DataCentersX > Compute Ops > Workload Scheduling

DC Workload Scheduling

Workload scheduling is the decision layer that places jobs on compute resources. Given a workload (a training job, an inference request, a batch job, a container, a VM) and a pool of resources (clusters, nodes, GPUs, CPUs, memory, network), the scheduler decides what runs where and when. The discipline is operationally distinct from Orchestration Operations, which carries out the placement decisions and manages workload lifecycle. Schedulers decide; orchestrators execute. Kubernetes is both - its kube-scheduler is the scheduling decision-maker, the rest of Kubernetes is orchestration - but the conceptual split exists in every workload management system.

Scheduling decisions

Decision	What it determines	Why it matters
Resource selection	Which cluster, node, or accelerator runs the workload	Hardware match, locality, capacity availability
Timing	When the workload runs vs queues	Throughput, deadline adherence, latency expectations
Priority and preemption	Which workloads run when capacity is contended	Fair-share allocation, business priority, SLA delivery
Bin-packing	How efficiently workloads pack onto available resources	Capacity utilization; stranded capacity reduction
Affinity and anti-affinity	Co-location preferences (data locality) and separation requirements (HA, fault domain isolation)	Network performance, fault tolerance
Gang scheduling	All-or-nothing placement of multi-node jobs (AI training)	Multi-GPU jobs need all resources simultaneously; partial placement wastes capacity
Topology awareness	Placement aware of NVLink domains, NIC affinity, NUMA topology	AI training performance depends on tight topology coupling
Cost and carbon awareness	Placement aware of spot pricing, region carbon intensity, off-peak scheduling	Cost optimization; sustainability; carbon-aware scheduling

Scheduler categories

Category	Workload type	Typical schedulers
Container scheduler	Containerized services, microservices, stateless workloads	Kubernetes scheduler, OpenShift scheduler, Mesos, Nomad
HPC batch scheduler	Tightly-coupled scientific computing, simulation	Slurm, PBS Pro, LSF, Grid Engine, Torque
AI training scheduler	Multi-node GPU training jobs	NVIDIA Run:ai, Volcano, Kueue, Slurm with AI extensions, Determined AI
Workflow scheduler	Batch pipelines with dependencies; ETL; data engineering	Apache Airflow, Dagster, Prefect, Argo Workflows
Big data scheduler	Hadoop and Spark clusters	YARN, Spark scheduler, Mesos
VM scheduler	Virtualized infrastructure	VMware DRS, OpenStack Nova scheduler, Hyper-V failover clusters
Hyperscaler internal	Custom workload management at fleet scale	Google Borg/Omega/Kubernetes, Meta Twine, Microsoft and AWS internal platforms
Cloud scheduler	Multi-tenant cloud workload placement	AWS, Azure, GCP internal placement engines (proprietary)

AI training scheduling

AI training workloads have created scheduling challenges that traditional Kubernetes and HPC schedulers were not designed for. A frontier training job consuming 10,000+ GPUs needs gang scheduling (all GPUs allocated simultaneously or none), tight topology awareness (placement on adjacent NVLink domains and rail-aligned NICs), preemption sophistication (low-priority jobs that can be killed when training jobs need capacity), and checkpoint-aware reschedule (resume on different nodes after node failure without losing training progress). These requirements drove the emergence of AI-specific schedulers - NVIDIA Run:ai (originally an Israeli startup, acquired by NVIDIA in 2024), Volcano (Kubernetes-native batch scheduler with gang scheduling), Kueue (Kubernetes job queuing), and Determined AI (Hewlett Packard Enterprise) all address this niche. The Kubernetes default scheduler does not handle gang scheduling natively; production AI training clusters typically run one of the AI-specific schedulers as an extension or replacement.
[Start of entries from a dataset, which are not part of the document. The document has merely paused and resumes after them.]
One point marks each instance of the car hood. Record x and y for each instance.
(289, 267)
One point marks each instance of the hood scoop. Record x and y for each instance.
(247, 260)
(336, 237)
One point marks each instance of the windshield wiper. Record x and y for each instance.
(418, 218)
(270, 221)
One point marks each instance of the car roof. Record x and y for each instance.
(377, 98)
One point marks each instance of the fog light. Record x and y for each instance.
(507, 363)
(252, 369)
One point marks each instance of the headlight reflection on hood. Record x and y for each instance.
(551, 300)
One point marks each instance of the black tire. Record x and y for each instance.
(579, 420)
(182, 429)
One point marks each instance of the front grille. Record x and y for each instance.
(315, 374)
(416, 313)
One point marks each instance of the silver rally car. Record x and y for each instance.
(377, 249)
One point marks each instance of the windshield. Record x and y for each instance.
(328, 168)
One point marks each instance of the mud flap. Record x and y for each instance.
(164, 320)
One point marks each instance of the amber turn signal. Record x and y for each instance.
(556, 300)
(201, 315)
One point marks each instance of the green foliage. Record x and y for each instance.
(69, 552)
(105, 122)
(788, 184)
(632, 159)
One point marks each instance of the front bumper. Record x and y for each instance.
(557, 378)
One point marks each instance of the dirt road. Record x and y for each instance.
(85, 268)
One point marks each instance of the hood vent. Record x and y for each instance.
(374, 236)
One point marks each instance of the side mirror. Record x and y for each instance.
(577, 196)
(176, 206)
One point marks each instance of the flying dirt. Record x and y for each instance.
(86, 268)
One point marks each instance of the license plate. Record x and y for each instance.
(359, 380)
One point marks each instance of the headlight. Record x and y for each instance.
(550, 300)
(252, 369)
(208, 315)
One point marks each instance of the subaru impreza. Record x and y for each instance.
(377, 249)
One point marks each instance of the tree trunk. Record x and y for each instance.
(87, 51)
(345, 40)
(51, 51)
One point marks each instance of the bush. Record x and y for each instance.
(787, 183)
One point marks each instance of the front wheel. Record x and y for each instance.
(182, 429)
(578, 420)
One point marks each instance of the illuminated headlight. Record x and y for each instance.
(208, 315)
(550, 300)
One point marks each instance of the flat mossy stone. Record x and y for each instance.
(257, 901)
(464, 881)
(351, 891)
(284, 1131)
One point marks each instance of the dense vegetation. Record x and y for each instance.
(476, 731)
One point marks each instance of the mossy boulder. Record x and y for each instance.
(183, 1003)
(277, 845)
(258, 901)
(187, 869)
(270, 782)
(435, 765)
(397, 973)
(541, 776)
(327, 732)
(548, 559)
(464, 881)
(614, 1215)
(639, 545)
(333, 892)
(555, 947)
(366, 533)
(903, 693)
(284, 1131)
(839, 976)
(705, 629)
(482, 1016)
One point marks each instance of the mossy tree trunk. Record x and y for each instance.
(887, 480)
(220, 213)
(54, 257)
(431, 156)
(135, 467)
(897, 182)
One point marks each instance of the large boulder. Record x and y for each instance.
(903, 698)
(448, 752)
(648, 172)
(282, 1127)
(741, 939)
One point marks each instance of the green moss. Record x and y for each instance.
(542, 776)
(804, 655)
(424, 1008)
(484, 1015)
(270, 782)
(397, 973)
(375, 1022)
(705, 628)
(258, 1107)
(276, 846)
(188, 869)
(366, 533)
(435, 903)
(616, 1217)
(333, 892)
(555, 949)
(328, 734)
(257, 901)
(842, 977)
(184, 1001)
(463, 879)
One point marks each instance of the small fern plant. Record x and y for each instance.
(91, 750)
The shift from H100 to GB200 NVL72 has further complicated the picture. NVL72 racks are 72-GPU NVLink domains where memory is coherent across the full 72-GPU fabric; scheduling decisions need to keep tightly-coupled jobs within a single NVL72 domain when possible and across coupled domains when necessary. Rubin reference designs extend this further. Schedulers that were adequate for H100-scale topology are insufficient for NVL72 and Rubin deployments without explicit topology-awareness extensions.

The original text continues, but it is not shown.